If your website isn’t secured via HTTPS protocol, you might want to start thinking about it. Starting in July, Google Chrome will begin marking all HTTP sites as “not secure,” according to a blog post published today by Chrome security product manager Emily Schechter.
Currently, Chrome displays a neutral information icon which doesn’t really count against a website that isn’t using HTTPS. Starting with Chrome version 68, the browser will warn users with an extra notification in the address bar that the website is not secure. Chrome currently marks HTTPS-encrypted websites with a green lock icon and a “Secure” sign.
To say we didn’t see this coming is untrue. Google has been inching users away from unencrypted websites for years, but this is the biggest step forward by the company. Google search began down-ranking unencrypted websites in 2015. The following year, the Chrome team implemented a similar warning for unencrypted password fields.

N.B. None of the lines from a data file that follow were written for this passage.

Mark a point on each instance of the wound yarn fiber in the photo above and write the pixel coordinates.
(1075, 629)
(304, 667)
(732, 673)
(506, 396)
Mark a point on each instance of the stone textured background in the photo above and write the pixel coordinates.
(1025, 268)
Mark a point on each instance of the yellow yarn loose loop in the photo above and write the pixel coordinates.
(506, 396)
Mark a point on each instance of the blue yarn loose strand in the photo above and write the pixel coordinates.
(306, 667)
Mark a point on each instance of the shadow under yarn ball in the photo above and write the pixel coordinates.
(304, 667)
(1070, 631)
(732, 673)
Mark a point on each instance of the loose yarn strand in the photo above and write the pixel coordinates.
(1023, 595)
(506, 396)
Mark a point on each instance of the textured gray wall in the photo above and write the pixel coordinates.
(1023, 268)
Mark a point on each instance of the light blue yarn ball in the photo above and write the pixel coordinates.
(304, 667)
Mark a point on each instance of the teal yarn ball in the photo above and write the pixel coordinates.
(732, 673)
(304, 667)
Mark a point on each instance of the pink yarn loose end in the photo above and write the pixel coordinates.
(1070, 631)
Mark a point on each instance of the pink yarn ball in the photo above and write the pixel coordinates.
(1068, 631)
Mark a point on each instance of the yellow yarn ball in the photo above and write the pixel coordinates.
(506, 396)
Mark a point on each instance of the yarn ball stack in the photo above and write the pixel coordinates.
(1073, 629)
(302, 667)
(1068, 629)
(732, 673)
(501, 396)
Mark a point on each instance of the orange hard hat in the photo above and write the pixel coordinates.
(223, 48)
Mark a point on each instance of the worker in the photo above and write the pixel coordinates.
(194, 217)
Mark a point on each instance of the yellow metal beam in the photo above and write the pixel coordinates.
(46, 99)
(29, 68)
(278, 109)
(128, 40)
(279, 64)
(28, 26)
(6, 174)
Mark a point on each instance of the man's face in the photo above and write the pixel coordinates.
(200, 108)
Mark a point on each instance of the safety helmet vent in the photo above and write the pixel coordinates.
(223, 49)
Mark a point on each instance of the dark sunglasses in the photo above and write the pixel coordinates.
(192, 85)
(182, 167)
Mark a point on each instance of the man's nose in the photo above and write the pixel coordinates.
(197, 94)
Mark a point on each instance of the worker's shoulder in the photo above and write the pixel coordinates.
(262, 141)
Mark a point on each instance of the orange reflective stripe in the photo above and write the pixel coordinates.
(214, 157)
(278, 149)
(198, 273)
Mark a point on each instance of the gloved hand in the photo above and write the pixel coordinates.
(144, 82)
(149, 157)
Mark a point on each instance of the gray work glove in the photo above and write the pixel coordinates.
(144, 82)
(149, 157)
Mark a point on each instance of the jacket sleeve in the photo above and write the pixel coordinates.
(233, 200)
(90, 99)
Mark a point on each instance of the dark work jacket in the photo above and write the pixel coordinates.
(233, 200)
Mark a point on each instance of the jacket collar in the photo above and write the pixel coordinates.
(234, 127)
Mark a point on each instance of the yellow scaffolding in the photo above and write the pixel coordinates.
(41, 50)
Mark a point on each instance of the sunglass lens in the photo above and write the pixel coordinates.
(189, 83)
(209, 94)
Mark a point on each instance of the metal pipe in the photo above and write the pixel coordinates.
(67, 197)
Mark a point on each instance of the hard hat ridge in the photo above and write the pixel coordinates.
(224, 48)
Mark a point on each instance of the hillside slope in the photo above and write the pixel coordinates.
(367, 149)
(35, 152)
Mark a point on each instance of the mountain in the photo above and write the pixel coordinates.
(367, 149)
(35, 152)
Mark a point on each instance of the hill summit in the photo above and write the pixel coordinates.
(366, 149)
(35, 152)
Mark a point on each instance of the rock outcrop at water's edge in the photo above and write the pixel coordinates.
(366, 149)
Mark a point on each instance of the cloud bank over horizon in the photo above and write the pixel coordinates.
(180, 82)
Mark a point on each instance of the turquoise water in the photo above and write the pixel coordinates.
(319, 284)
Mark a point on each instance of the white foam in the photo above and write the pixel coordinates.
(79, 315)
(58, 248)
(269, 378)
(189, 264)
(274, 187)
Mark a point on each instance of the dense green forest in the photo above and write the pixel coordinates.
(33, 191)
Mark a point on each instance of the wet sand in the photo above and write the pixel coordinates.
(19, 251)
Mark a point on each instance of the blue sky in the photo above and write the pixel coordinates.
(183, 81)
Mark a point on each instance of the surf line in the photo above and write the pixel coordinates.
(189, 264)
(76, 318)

The Chrome team said that today’s announcement was mostly brought on by the fact that there’s been a increased HTTPS adoption by the web. Right now, eighty-one of the top 100 websites on the web use HTTPS, and a strong majority of Chrome traffic is already encrypted too. “Based on the awesome rate that sites have been migrating to HTTPS and the strong trajectory through this year,” Schechter said, “we think that in July the balance will be tipped enough so that we can mark all HTTP sites.”